We never expected to have Max when we did. I don't think anyone expected it. We were young, still in uni and had barely known each other a year. But we honestly wouldn't change it for the world.

That doesn't stop us getting the "when are you going to have another" from every Tom, Dick and Harry. We get told that we are young and there is plenty of time for another. But honestly, I know in my heart that I don't want to add another member to our party of three.

Max is nearly 5 now. He's going to go to school, we're going to have the chance to start our careers. Loads of our friends left uni and went into great paying jobs in the big city, internships around the world and we seem to be that step ahead of them career wise. I'm not saying that I resent Max for holding us back, in fact the contrary. Having Max has left us more determined, we aren't ones to fritter money away on silly things and not leaving jobs to fester. We know what we want and we know we need to work hard to get there.

He's one determined cookie. One that has known since he could speak he want's to be a rockstar. And let's be perfectly honest, teaching him all of that music, vocal and acting training isn't going to come cheap. I don't want to have loads of children and then have to hold them back because I can't afford to let them all thrive.

People keep telling us that Max is lonely on his own. I have to disagree, we have a great network of friends in the area. Family are all less than an hour away and his best friend of all is a 5 minute drive.
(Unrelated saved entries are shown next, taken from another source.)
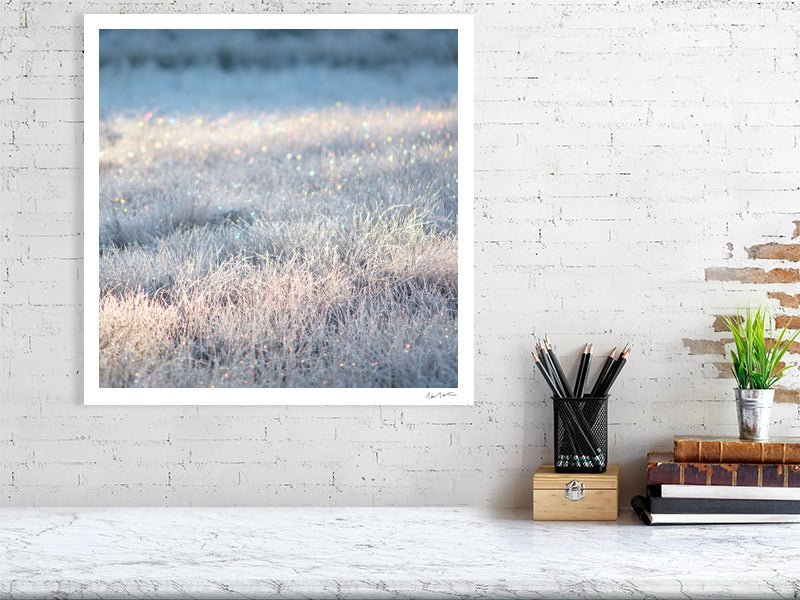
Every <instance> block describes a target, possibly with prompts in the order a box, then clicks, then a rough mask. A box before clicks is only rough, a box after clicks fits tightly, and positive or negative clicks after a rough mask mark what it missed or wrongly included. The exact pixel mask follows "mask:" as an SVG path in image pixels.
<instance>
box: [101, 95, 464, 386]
mask: <svg viewBox="0 0 800 600" xmlns="http://www.w3.org/2000/svg"><path fill="white" fill-rule="evenodd" d="M456 132H457V127H456V109H455V106H453V105H451V104H444V105H441V106H431V105H427V106H425V107H423V106H416V107H415V106H388V107H381V108H363V107H348V106H344V105H334V106H331V107H330V108H327V109H324V110H320V111H317V112H296V113H287V114H284V115H282V116H266V115H263V114H249V115H247V116H244V115H242V114H239V115H238V116H236V115H232V116H229V117H226V118H221V119H216V120H211V121H209V120H207V119H203V118H200V117H190V116H183V117H175V118H166V117H160V116H158V115H151V114H143V115H142V114H140V115H139V116H138V117H136V118H123V117H119V118H113V119H106V120H104V121H102V122H101V144H100V145H101V156H100V282H99V283H100V291H101V303H100V378H101V385H102V386H110V387H123V386H146V387H198V386H219V387H222V386H232V387H247V386H259V387H283V386H286V387H455V386H456V381H457V378H456V373H457V330H456V323H457V311H458V297H457V280H458V271H457V252H456V248H457V238H456V218H457V197H456V186H457V179H456V177H457V158H456V157H457V140H456Z"/></svg>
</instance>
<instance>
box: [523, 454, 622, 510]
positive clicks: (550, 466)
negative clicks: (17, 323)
mask: <svg viewBox="0 0 800 600" xmlns="http://www.w3.org/2000/svg"><path fill="white" fill-rule="evenodd" d="M618 505H619V465H609V466H608V468H607V469H606V472H605V473H556V472H555V471H554V470H553V465H542V466H541V467H540V468H539V470H538V471H536V474H535V475H534V476H533V520H534V521H616V519H617V510H618Z"/></svg>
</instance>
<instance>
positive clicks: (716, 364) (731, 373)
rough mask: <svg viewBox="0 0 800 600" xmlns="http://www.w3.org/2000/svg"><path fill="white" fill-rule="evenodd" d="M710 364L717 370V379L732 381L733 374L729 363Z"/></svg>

Any time he does get on his own is time that he immerses himself in his favourite things; music, Lego, Scooby Doo and any other toys he might have. Making some amazing imaginary worlds.

I don't want another. I don't want to go through pregnancy, labour and the sleepless nights again. Not that my experience was a bad one, it's just one that I don't really want to repeat. Me and Scott agreed that if we were in a better financial position before Max started school then we would talk about it. But knowing we aren't any better off than we were a couple of years ago worries me that financially we wouldn't be able to cope either.

It might sound crazy but I love having just 1 child. We get to do loads of cool stuff together, I don't have to worry about keeping my eye on multiple small people and we feel like the strongest unit there is. That's not to say that people with big families are doing it wrong. Each family is different, the 2 kids and a dog scenario doesn't exist for everyone anymore. So that's why we are choosing to just have 1.